I honestly thought the pace would pick up from here, I mean this can't all be about labs and anti-contamination suits and scientist staring fervently at cheaper-than-Star-Trek panels that show the audience absolutely nothing could it? This is a classic, right? Classic, yes. Good, nope. We have endless talk of one guy with the One Ring That Rules.... okay, okay the one key that will stop a massive explosion that will take out the facility as well as all the boring people in it.

Brief medical lesson boys and girls and believe me it's more interesting than watching this movie. There's two conditions a body can be in in two different circumstances: acidosis and alkalosis. If you are experiencing acidosis, that usually means that you're not getting enough oxygen or other medical emergency. But let's concentrate on the oxygen aspect - in this case not enough. So of course alkalosis is the opposite. Ever wonder why they give a paper bag to a person who is hyperventilating?
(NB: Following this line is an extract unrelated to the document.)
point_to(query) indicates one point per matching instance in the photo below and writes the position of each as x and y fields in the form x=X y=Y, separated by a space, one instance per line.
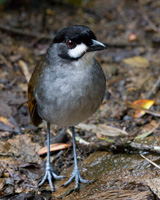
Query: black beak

To give them more carbon dioxide.
It's all about PH balance basically. You can have either too little or too much. And this space whatsis apparently can't live unless there's the proper PH balance. Let's think about that a moment. A green mold. From space. Where's there's no atmosphere at all. Attaches to a satellite (smaller than a desk) and crashes to an oxygenated planet. Where with the proper PH balance it grows like crazy. Why is this exactly?
Ah, skip it. So the old man, who's been heavily into the sterno had an acidotic system because the sterno robbed his body of oxygen so he lived. The colicky baby who can't stop crying (and wasn't THAT a great addition to this movie) is alkalotic and again since it had too MUCH oxygen it lived. Oh goody - a planet full of old drunks and cranky babies. Shoot. Me. Now.